There are several strengths of RRApp. First, it overcomes major barriers of other free, publicly-available randomization resources in that it yields reproducible results, has an easy to navigate UI, and an abundance of randomization techniques from which to choose. Second, the fact that RRApp outputs randomization schemes that can be directly imported into REDCap is especially advantageous since REDCap is the standard data capture and data management system used by clinical researchers at NCATS-funded Clinical and Translational Science Award hubs. Third, unlike other online, randomization scheme generators, RRApp gives early stage investigators access to numerous educational resources, so that they can make informed decisions about the most suitable technique to use in order to minimize selection bias in the clinical trials they are conducting. Fourth, since the sustainability of RRApp is highly dependent on whether it is meeting the needs the targeted population of users, the user-informed quality improvements that we make annually will be integral in ensuring the successful continuity and increased ingenuity of the app. A major limitation of RRApp is that it does not include options for dynamic randomization techniques. The generation of these more complex randomization schemes, in our opinion, is not something that should be automated, but should instead result from extensive consultations between the clinical investigators and collaborating biostatisticians.

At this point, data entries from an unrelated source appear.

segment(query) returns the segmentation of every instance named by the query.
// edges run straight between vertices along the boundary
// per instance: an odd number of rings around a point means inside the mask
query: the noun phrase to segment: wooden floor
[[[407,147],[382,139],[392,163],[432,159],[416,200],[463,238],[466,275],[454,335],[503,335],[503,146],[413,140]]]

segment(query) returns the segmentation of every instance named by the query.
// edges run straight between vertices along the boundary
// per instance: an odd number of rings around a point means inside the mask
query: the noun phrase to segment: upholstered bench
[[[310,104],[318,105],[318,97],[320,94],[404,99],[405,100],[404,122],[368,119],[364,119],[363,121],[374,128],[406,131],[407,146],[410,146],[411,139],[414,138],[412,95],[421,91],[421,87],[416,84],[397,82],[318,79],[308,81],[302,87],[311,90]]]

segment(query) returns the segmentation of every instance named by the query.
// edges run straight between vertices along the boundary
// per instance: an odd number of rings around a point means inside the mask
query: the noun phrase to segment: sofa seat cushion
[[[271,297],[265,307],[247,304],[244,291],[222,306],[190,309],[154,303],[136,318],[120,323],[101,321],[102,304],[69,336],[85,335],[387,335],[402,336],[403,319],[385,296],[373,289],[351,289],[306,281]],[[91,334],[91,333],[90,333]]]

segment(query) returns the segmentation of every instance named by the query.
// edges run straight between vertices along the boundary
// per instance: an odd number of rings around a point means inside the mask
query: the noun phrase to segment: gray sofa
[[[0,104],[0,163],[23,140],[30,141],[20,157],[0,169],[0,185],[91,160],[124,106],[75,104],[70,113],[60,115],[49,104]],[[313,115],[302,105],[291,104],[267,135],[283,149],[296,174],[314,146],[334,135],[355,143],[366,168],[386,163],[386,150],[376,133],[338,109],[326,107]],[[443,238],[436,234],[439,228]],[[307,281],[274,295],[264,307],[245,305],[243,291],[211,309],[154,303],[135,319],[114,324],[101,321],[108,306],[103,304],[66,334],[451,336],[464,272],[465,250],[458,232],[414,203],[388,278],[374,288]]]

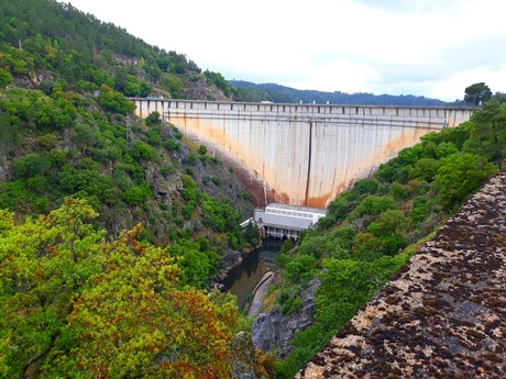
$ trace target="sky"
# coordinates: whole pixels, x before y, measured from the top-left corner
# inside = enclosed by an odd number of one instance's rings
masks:
[[[506,92],[504,0],[65,0],[228,80],[463,99]]]

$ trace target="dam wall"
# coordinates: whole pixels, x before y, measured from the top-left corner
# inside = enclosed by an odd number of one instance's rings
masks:
[[[240,169],[255,205],[326,208],[420,137],[468,121],[472,108],[278,104],[132,99]]]

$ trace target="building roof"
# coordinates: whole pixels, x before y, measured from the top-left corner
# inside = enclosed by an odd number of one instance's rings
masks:
[[[289,204],[282,204],[278,202],[272,202],[265,207],[265,209],[271,208],[271,209],[280,209],[285,211],[297,211],[297,212],[308,212],[308,213],[316,213],[316,214],[327,214],[326,209],[320,209],[320,208],[310,208],[310,207],[298,207],[298,205],[289,205]]]

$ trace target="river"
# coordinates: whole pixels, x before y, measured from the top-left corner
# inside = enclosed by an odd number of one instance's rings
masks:
[[[274,258],[282,244],[280,239],[265,238],[262,247],[245,254],[242,264],[230,270],[229,276],[222,281],[226,290],[238,297],[240,309],[244,306],[248,296],[252,293],[263,275],[275,267]]]

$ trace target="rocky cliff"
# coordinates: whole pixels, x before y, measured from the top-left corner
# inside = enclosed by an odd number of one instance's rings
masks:
[[[296,378],[504,378],[505,337],[503,171]]]

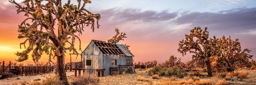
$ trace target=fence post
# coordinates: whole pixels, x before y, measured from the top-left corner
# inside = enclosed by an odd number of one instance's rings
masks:
[[[2,73],[4,73],[4,61],[3,61],[3,66],[2,66]]]
[[[9,61],[9,73],[11,72],[11,61]]]
[[[79,68],[78,69],[78,76],[81,76],[81,68]]]
[[[77,75],[77,72],[76,72],[76,68],[75,69],[75,77],[76,77],[76,76]]]

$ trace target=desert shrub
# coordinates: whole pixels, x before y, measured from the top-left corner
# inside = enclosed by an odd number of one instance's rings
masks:
[[[194,80],[194,81],[199,80],[200,80],[200,78],[199,77],[198,77],[197,76],[194,76],[193,77],[193,80]]]
[[[246,77],[247,77],[247,74],[239,74],[237,76],[237,77],[238,77],[238,78],[246,78]]]
[[[150,70],[148,71],[148,74],[152,76],[154,74],[156,74],[158,72],[159,72],[163,68],[159,66],[155,66],[153,69]]]
[[[39,81],[35,81],[34,82],[30,82],[29,85],[41,85],[41,82]]]
[[[227,76],[234,76],[234,73],[231,73],[231,72],[229,72],[227,73]]]
[[[227,73],[222,73],[219,74],[219,76],[222,78],[225,78],[227,75]]]
[[[183,78],[187,75],[184,70],[180,68],[177,66],[173,66],[170,68],[162,68],[156,66],[153,69],[149,70],[148,74],[150,75],[158,74],[160,76],[175,76],[179,78]]]
[[[33,81],[40,81],[41,80],[41,79],[35,79],[33,80]]]
[[[154,79],[159,79],[159,75],[153,75],[152,76],[152,78]]]
[[[47,77],[46,79],[43,80],[41,82],[42,85],[61,85],[61,82],[59,80],[58,75]]]
[[[207,70],[202,70],[202,71],[201,71],[201,72],[202,72],[202,73],[207,72]]]
[[[137,77],[136,79],[137,80],[143,81],[144,80],[144,78],[141,76],[139,76]]]
[[[20,78],[19,77],[17,77],[16,78],[16,79],[20,79]]]
[[[238,72],[235,72],[235,73],[234,73],[234,74],[233,75],[234,76],[238,76],[239,74]]]
[[[231,76],[228,76],[225,77],[224,79],[227,80],[231,80],[232,79],[232,77]]]
[[[229,85],[228,82],[227,82],[226,79],[223,79],[219,81],[218,81],[215,83],[215,85]]]
[[[178,85],[191,85],[193,83],[194,81],[192,79],[189,79],[188,80],[182,79],[180,81],[174,81],[174,82],[177,82],[175,83],[177,83]]]
[[[206,70],[205,70],[206,71]],[[216,73],[217,72],[217,70],[212,70],[212,73]]]
[[[76,77],[70,82],[71,85],[99,85],[99,80],[96,76],[85,74],[83,76]]]
[[[187,75],[185,71],[177,66],[172,67],[168,70],[168,76],[175,75],[178,78],[183,78],[184,76]]]
[[[210,85],[211,84],[210,79],[201,79],[195,81],[195,85]]]
[[[176,78],[176,77],[175,76],[172,76],[172,77],[171,77],[170,79],[172,80],[175,80]]]
[[[200,73],[200,72],[199,72],[198,71],[196,71],[195,72],[194,72],[192,74],[191,74],[189,75],[190,76],[201,76],[202,75],[201,74],[201,73]]]

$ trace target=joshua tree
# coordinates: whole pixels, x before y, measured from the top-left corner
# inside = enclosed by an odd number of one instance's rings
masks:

In summary, RRApp is a unique, publicly-available resource that serves to educate junior clinical faculty in academic medical centers about the importance of randomization, while providing them with a user-friendly platform to generate rigorous and reproducible randomization schemes. While RRApp was initially designed for junior clinical faculty, it is not exclusive to early stage investigators, nor is it exclusive to nonstatistical faculty. RRApp certainly has the potential to serve the larger community of clinical and translational researchers conducting clinical trials both within and outside of academic medical centers, regardless of rank and methodological expertise.
Acknowledgments
The rationale for RRApp stems from a National Center for Advancing Translational Sciences-funded Institute for Translational Science (5UL1TR001433) initiative to generate innovative tools and resources specifically geared towards early stage investigators conducting clinical and translational research at the Icahn School of Medicine at Mount Sinai. Mentorship for the development and evaluation of RRApp was provided by faculty and Master-level biostatisticians from the Center for Biostatistics at ISMMS. All authors participated in the conception of the research topic, literature review, and extraction of data. All authors agreed upon the final submission.
Disclosures
The preliminary phase of RRApp was presented via oral presentation at the 2016 Annual Meeting for the Association for Clinical and Translational Statisticians (ACTStat).